Os membros do Queen, biografado no filme, desempenharam papel ativo na produção, mas "Bohemian Rhapsody" saiu com vários "detalhes" bem diferentes da história real.

  • A formação da banda: Freddie Mercury não foi a um show da banda Smile, formada por Brian May e Roger Taylor antes do Queen, e simplesmente se ofereceu para ser o vocalista. Ao invés disso, durante os anos 1960, Mercury compareceu a várias apresentações da Smile e infernizou os dois membros fundadores para fazer parte da formação, algo que só aconteceu de fato em 1970, com a saída do vocalista original, Tim Staffel. Além disso, o baixista John Deacon não foi o primeiro músico contratado para a posição pelo Queen, como o filme mostra -- três outros instrumentistas tocaram com a banda antes dele.
  • O começo de duas histórias de amor: Freddie Mercury não conheceu Mary Austin nem Jim Hutton das formas como o filme mostra. No caso de Austin, ela chegou a namorar o companheiro de banda do vocalista, Brian May, antes de engatar romance com Freddie. Já o primeiro encontro com Hutton não foi como garçom em uma festa na mansão de Freddie, como o filme implica. Hutton nem mesmo trabalhava como garçom: ele era cabeleireiro, e os dois se encontraram em uma boate. Hutton ficou com Mercury até sua morte, em 1991.
  • O diagnóstico: Freddie não descobriu o HIV antes do show do Live Aid, em 1985, onde o filme termina. Embora a data ainda seja disputada por muitos biógrafos do cantor, a maioria deles aponta que Mercury não sabia do seu diagnóstico até 1986 ou 1987.
  • A separação: O Queen nunca teve realmente uma grande briga e um período de separação, e nada indica que os membros restantes da banda ficaram mesmo irados com Mercury quando ele assinou contrato para lançar álbuns solo  -- mesmo porque, na época, Roger Taylor já havia feito o mesmo.
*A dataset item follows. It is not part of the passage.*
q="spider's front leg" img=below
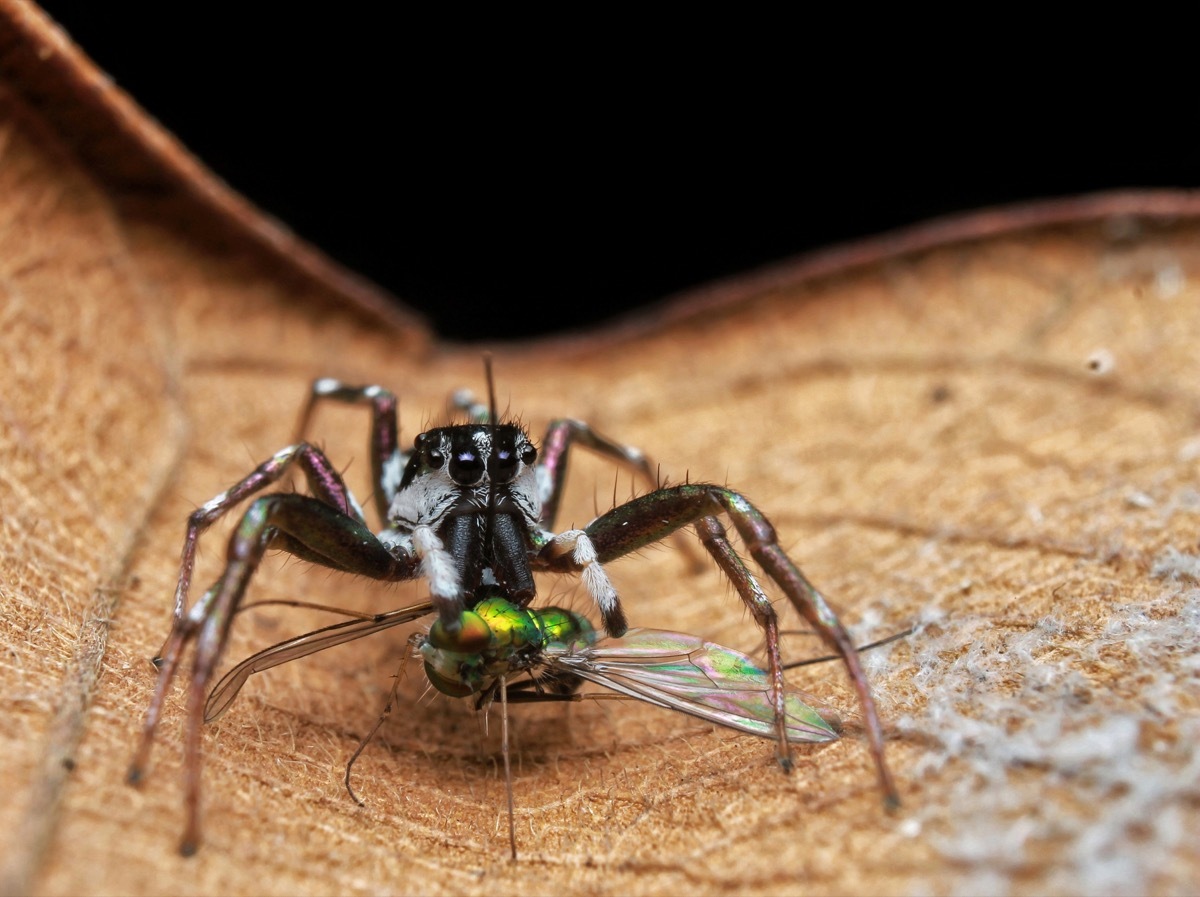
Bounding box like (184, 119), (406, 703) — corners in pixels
(128, 443), (419, 854)
(538, 483), (900, 806)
Ao invés disso, o Queen teve um breve "hiato" de alguns meses em 1983, retomando atividades pouco depois e lançando o disco "The Works" no ano seguinte. Tudo antes da apresentação do Live Aid, que não foi, como retratado no filme, uma "reunião" da banda.
  • E o Brasil? Por falar em "The Works", foi na turnê mundial deste disco, de onde saíram os hits "Radio Ga Ga" e "I Want To Break Free", que o Queen acabou passando pelo Rock in Rio. O lendário show ocorreu em 1985, mesmo ano do Live Aid, mas no filme a cronologia é alterada e a apresentação vem bem antes.

Trailer de "A Favorita"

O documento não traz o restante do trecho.